We got to ask Yollks a few questions ahead of the launch of her single~
1. What inspired you to get involved with HoMie?
They've been a favourite brand/organisation of mine for a while now. I so admire what they do. It's rare to go to a store that not only nails style but also makes you feel good about purchasing those items; and knowing that you're helping someone else whilst doing that is such a good feeling. HoMie are a brand that I care so much about, teaming up with them for the launch felt like a really good way to raise awareness about their message.
2. How has place influenced your musical development?
Moving to Melbourne completely changed my music taste.

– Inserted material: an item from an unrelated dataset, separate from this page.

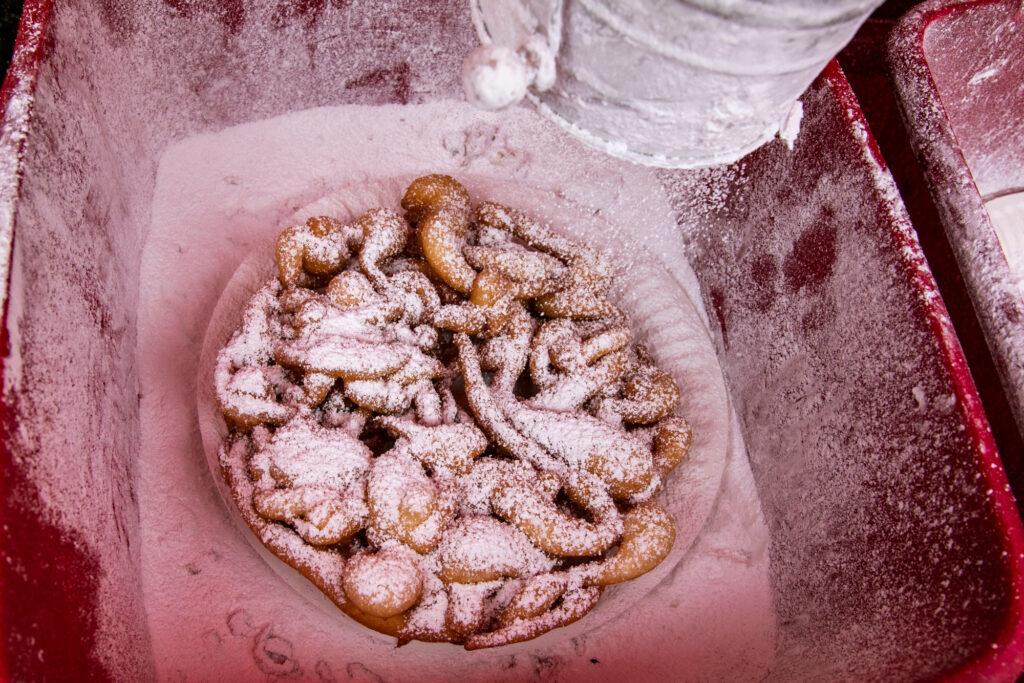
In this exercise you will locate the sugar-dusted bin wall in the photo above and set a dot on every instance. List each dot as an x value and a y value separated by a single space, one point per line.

I started writing for a few music blogs when I moved here and that's when I really started to take notice of the whole electronic scene and realised how much I loved it. I went from making and listening to mostly folk music to immersing myself in more eclectic off-kilter sounds.
3. What are your experiences/thoughts surrounding the presence of women in music?
I feel like we're living in a time where a lot of people with their heads switched on are fighting harder than ever for women/ non-binary to be heard and brought to the front. It's really exciting to me that I get to be a part of that movement. The Melbourne music scene is home to so many beautiful, talented women but I think it's easy for people to forget that unfortunately, there is an equality imbalance within the industry. Even if it's by little things like going to see a female/non-binary act play live, or being conscious of how dominating your male lineup for a gig/festival may be and doing something about it; every little bit helps break down those barriers and supports the overall goal of equality.
4. From your debut single, Return to Sender, how has your musical style changed?
I've become a lot more daring in terms of adding in sounds and layers and I've definitely figured out a firmer direction of where I want to take my sound.
5. What/who are your influences?
Depeche Mode are one of my favourite bands. They delve into that darker region of music, both lyric-wise and instrumentally. They also have a lot of bazaar synth lines that I always get excited about. Florence Welch is also a huge influence for me because I learned how to sing by listening to her. I actually thought i was tone-deaf for a long time before I discovered her music around the end of year 9 but I really just hadn't found a style of singing that sat right with me. Listening to her made me think about my approach to singing in a completely different way.
And lastly the xx will always be one of my favourite bands. Everything about their music is so simplistic and minimalistic but there is so much in their tracks emotionally that their songs never feel empty.